Cerebral angiography is the most invasive of imaging studies, but up to this point provides the most sensitive spatial and temporal resolution of the vessel anatomy. Angiography can be falsely negative, as the imaging modality resolution is limited to vessels larger than 0.2 mm; thus small-vessel vasculitis can be missed. In various cohorts of CNS vasculitis, the sensitivity of angiography ranges between 50 and 90% [2, 3]. Other vascular modalities such as magnetic resonance angiography (MRA) and computed angiography (CTA) have much lower spatial resolution compared to cerebral angiography and are more useful in large- and medium-sized vessels (Fig. 21.1d). Other vascular modalities such as high-resolution MRI (HR-MRI) have emerged in the field of CNS vasculitis. HR-MRI focuses on the vessel wall and provides more information than lumenography and can be helpful in differentiating patients with CNS vasculitis and RCVS.

21.4.5 Brain Biopsy

Although biopsy is not mandated for the diagnosis of CNS vasculitis, it is extremely important to consider this diagnostic modality in each case as it is the only definitive way of making the diagnosis. Brain biopsy not only ensures the diagnosis of CNS vasculitis but it can reveal an alternative diagnosis.
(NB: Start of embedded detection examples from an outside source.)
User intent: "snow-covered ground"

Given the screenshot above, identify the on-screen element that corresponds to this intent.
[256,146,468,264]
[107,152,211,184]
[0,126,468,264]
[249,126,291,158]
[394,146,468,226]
A meta-analysis reported in 2015 revealed a diagnostic yield of brain biopsy of 74.7% for suspected PACNS [12]. In this report a brain biopsy for suspected PACNS had the highest yield compared to other indications. Furthermore, alternative diagnosis can be found in 30% to 39% of the biopsies [13]; these include cerebral amyloid angiopathy, viral meningoencephalitis, CNS lymphoma, demyelination, and other miscellaneous diagnoses such as posterior reversible encephalopathy syndrome, progressive multifocal leukoencephalopathy, and Alzheimer’s disease. These studies highlight the importance of histologic confirmation of the diagnosis which can reveal an alternative diagnosis in many cases. False negatives are possible and have been reported as high as 47% likely secondary to the skipped lesion nature of the vasculitic process and inaccessible locations for biopsy [11]. It is not clear if there is a difference in diagnostic yield between the different surgical techniques obtaining the biopsy. In the retrospective study of 29 biopsy samples, there was no difference in biopsy yield between open and closed technique [13].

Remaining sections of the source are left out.